I mentioned two local restaurants and have subsequently been back to both; it’s what professional reviewers do. The River Café was just as good on a second visit. Because they weren’t too busy we were allowed to arrive at 1.30 and have the set lunch menu; £28 for two courses.
To start, I had mozzarella of the highest quality with warm spinach and something else green that might have been a sort of Mediterranean cornichon. Then, a sliver of liver perfectly cooked accompanied by borlotti beans and polenta. The polenta had the consistency, colour and texture of scrambled eggs cooked just right. I cannot remember what Robert had but I remember he finished with some crunchy almond ice cream. I had a spoonful and liked it very much. We drank a carafe of white and of red from the slopes of Mt Etna.
The menu at Pidé on Fulham Palace Road had already changed. Like The River Café, it has a wood-fired oven and now it is concentrating on using this.

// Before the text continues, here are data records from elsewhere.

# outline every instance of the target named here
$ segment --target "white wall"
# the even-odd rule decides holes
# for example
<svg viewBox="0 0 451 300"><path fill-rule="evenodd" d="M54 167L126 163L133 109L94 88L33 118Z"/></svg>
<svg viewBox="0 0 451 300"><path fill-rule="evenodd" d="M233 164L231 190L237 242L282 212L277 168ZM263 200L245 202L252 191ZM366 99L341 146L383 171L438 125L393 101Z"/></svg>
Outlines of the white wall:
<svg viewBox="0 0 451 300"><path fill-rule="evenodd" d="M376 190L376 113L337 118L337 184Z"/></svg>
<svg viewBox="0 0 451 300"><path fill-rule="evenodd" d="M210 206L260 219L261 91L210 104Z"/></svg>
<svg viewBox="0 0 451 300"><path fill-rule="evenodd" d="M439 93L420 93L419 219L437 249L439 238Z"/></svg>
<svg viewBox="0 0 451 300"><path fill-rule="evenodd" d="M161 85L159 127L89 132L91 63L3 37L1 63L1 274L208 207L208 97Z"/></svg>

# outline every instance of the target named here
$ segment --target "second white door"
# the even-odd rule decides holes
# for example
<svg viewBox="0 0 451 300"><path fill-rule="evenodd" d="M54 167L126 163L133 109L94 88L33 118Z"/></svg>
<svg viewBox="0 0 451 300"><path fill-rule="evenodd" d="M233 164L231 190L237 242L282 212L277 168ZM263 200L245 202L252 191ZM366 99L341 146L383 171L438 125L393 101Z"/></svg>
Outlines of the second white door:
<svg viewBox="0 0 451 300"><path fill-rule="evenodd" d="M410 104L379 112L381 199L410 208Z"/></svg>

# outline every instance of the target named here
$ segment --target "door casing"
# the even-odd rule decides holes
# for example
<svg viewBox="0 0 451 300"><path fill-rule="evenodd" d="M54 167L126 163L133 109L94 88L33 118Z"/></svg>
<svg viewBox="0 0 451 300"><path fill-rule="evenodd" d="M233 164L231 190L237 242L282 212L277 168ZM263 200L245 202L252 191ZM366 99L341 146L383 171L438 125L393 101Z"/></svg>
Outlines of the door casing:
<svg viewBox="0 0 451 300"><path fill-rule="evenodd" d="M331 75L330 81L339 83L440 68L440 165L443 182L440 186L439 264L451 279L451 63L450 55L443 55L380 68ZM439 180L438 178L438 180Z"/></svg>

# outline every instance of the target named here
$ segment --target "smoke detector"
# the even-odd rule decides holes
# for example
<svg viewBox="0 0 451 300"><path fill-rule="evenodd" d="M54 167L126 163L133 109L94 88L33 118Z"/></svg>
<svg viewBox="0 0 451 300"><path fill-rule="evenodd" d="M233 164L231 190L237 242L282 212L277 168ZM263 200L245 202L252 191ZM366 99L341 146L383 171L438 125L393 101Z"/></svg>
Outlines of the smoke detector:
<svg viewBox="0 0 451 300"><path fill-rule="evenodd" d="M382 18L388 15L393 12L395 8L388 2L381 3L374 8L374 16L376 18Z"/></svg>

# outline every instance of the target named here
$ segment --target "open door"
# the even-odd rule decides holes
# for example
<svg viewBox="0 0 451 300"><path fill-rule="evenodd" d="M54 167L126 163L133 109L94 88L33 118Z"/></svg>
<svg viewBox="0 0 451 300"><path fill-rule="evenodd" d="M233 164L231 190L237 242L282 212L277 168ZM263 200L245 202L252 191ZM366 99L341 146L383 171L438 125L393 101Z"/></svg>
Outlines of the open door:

The pidé that I’d had before is still very much on the menu but now they also offer lahmajoun, sometimes called Armenian pizza. It’s a small thin pizza smeared with flavouring. Think of a thin slice of toast smeared with Gentlemans’ Relish. Accompanying it are fresh vegetables and herbs.
This time we sat towards the back of the dining area beside the open plan kitchen. This was excellent as the chef could instruct us on both pronunciation and tactics. Lahmajoun is eaten like Peking duck. The veg and herbs are placed on it and you eat it rolled up. Perfect street food in fact. The chef also was the proprietor – I cannot say it in Turkish – but le patron cuisine ici. It is quite different to the other local Turkish restaurant, Best Mangal, where they cook over charcoal and it is nothing like Pizza Express, also with a branch on Fulham Palace Road, so a welcome addition to the local restaurant landscape.
By the way, I had to shamefacedly admit that I had been in Istanbul last month – only in the airport – and all I’d had was a rum and Coke (the bar had no tonic).